L'invité

13 avril 2016

Selim Mouzannar, la modernité de l’Orient

Né dans une famille beyrouthine originaire de Damas, Selim Mouzannar propose des bijoux empreints de son histoire et faciles à porter.

 

Comment en es-tu venu à créer des bijoux ?

C’est une longue histoire. Mon arrière-grand-père était bijoutier, mon grand-père l’était aussi, tout comme ses cinq garçons. Ma famille est à l’origine du souk des bijoutiers de Beyrouth, installé à la place des écuries ottomanes. Malheureusement il est aujourd’hui détruit. Quant à moi, je ne voulais pas perpétuer la tradition, je voulais devenir journaliste…

 

Le souk des bijoutiers est un lieu magique.

Dès l’âge de 9 ans, je passais des journées entières dans la boutique de mon père où planait une odeur d’encens, censé chasser les mauvais esprits et éloigner les voleurs. Je regardais et j’écoutais les clients qui, à Beyrouth, dans les années 70, venaient d’Europe, d’Amérique, d’Afrique. Je m’installais à côté du fondeur qui activait son soufflet à manivelle au-dessus des flammes. Je courais porter des bijoux dans les ateliers des graveurs et des sertisseurs. Je connaissais ce souk des bijoutiers comme ma poche.

 

Tu connais toutes les facettes du métier, où les as-tu appris ?
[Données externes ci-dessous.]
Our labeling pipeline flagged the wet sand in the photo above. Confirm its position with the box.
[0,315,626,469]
Chez le joaillier libanais Mouawad, en Arabie Saoudite, où j’étais responsable du stock, du laboratoire et de la production. Je voyais autant de pierres en un jour que j’en vois, aujourd’hui, en un an. Je parcourais les palais moyen-orientaux avec des plateaux remplis de joyaux que les princesses achetaient en un clin d’œil, à toute heure du jour et de la nuit. J’ai aussi monté un atelier de joaillerie à Bangkok. Puis j’ai passé plusieurs mois dans les mines à ciel ouvert de rubis, en Birmanie. J’ai finalement décidé de lancer ma marque à partir des années 90.

 

Tu voues une véritable passion aux pierres.

Je me souviens d’un rubis birman non chauffé de 15 carats ou d’un saphir de 100 carats… J’aime toutes les pierres, mais j’ai une prédilection pour celles que l’on nomme fines : l’alexandrite, la zultanite, l’apatite au centre de la collection Hydra, la morganite. Le soir, quand j’étais en Arabie Saoudite, je me penchais sur le microscope et je naviguais pendant des heures, dans les émeraudes, les saphirs, les rubis birmans… J’observais alors la cristallisation, les inclusions comme les ailes de papillon du saphir. J’aime la facette scientifique de ce monde extraordinaire, fait de couleur et de lumière. L’un de mes endroits préférés est le MIM, à Beyrouth, un musée unique dans le monde où sont présentés des spécimens exceptionnels.

 

Comment définis-tu ton style ?

Mon style est concentré dans ma première collection Beirut, lancée en 2005. Emblématique, la monture reprend les arcades des bâtiments anciens sur lesquelles sont serties les pierres. La lumière passe subtilement à travers les motifs ajourés. Je privilégie les couleurs douces comme le saphir bleu pastel ou la morganite rose poudré. J’aime mélanger les couleurs d’or, les tailles brillant, 8/8 ou rose cut qui réfracte la lumière en douceur. Les pierres ne brillent pas trop. Cette collection Beirut, comme celle que j’ai nommée Kastak, inspirée par les chaînes de montre évoquent le souk de mon enfance, les bijoux ottomans. Les tendances ne sont jamais ma priorité.